De woorden “misschien kunnen” joegen Becky een rilling door de leden, nog kouder dan het spookachtige geluid had gedaan, want zij waren de taal der wanhoop. De kinderen stonden stil en luisterden, alweer zonder gevolg. Opeens keerde Tom op zijn schreden terug en verhaastte hij zijn stappen. Een ogenblik later verried een angstige onbeslistheid in zijn manieren aan Becky het vreselijke feit: hij had het spoor van de terugweg verloren!”
“O, Tom, heb je geen tekens gemaakt?”
“Becky, ik was zo dwaas! Ik dacht, dat wij niet langs deze kant zouden hoeven teruggaan. Ik kan de weg niet meer vinden. ’t Is alles even verward!”
“Tom! Tom! wij zijn verloren. Wij zullen het daglicht nooit meer zien. O, waarom hebben wij de anderen verlaten?”

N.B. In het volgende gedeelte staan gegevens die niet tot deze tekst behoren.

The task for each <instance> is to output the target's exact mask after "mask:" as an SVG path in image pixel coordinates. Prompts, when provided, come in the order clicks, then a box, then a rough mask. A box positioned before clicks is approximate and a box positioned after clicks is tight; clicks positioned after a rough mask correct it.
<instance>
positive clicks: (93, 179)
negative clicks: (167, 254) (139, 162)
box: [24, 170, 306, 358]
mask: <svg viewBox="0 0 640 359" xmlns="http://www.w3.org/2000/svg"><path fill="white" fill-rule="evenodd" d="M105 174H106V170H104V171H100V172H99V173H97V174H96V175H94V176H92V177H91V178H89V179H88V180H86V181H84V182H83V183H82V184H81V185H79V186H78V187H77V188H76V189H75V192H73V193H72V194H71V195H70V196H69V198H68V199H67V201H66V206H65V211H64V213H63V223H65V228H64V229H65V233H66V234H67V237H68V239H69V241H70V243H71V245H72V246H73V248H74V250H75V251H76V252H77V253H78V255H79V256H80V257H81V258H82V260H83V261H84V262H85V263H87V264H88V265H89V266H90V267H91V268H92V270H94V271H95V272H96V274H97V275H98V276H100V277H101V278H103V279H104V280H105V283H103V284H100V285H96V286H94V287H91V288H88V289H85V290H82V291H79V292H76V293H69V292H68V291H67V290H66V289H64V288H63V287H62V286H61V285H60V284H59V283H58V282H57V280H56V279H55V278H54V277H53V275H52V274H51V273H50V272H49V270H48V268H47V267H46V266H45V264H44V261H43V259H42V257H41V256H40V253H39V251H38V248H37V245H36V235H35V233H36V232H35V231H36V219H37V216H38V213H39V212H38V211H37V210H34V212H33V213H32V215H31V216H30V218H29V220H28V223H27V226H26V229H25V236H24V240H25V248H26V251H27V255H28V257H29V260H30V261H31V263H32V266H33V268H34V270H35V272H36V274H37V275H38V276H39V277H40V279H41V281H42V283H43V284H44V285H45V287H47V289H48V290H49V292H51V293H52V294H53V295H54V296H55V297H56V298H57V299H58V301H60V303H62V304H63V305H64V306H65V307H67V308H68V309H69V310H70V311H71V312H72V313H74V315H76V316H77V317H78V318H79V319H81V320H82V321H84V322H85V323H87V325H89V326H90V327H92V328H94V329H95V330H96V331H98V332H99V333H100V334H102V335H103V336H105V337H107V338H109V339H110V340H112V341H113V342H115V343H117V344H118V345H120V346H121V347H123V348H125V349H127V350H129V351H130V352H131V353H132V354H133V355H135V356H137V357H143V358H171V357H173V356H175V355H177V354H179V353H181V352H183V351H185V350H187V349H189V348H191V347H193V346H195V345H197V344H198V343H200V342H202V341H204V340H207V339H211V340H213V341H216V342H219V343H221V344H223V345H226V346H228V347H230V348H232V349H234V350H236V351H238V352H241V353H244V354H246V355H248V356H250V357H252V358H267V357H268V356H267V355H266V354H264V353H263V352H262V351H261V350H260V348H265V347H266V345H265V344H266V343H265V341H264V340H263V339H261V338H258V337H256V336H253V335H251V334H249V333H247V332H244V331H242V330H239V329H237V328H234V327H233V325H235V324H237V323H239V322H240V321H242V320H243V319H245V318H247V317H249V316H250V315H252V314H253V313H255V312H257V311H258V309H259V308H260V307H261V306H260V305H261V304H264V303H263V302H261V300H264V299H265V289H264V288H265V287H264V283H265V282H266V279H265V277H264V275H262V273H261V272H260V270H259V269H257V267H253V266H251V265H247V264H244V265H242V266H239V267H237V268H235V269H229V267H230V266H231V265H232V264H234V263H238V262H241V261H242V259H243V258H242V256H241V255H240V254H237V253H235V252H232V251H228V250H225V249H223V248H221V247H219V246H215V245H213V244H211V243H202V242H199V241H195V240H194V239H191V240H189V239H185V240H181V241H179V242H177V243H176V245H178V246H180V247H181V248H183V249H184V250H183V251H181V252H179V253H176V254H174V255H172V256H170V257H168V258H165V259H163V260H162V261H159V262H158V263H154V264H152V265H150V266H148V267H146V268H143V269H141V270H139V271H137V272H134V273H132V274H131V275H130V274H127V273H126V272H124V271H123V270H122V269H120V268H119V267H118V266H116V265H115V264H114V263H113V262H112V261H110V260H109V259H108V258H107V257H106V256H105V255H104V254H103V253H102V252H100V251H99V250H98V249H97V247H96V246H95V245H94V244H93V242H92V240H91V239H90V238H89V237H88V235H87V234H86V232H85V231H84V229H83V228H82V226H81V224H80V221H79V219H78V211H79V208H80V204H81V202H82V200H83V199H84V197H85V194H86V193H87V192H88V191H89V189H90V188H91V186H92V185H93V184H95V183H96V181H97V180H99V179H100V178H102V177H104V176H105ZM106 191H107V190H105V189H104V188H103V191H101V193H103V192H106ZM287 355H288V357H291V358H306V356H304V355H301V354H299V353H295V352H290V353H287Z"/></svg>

Zij zonk op de grond neder en barstte in zulk een waanzinnig gehuil uit, dat Tom bang werd dat zij zou sterven of het verstand verliezen. Hij ging naast haar zitten en sloeg zijn armen om haar heen: zij verborg haar gezichtje tegen zijn borst, hield hem stijf vast en stortte haar angsten en haar tot niets leidend berouw tot hem uit; en de verwijderde echo’s veranderden dat alles in een honend gelach. Tom smeekte haar moed te houden, maar zij antwoordde dat dit haar onmogelijk was.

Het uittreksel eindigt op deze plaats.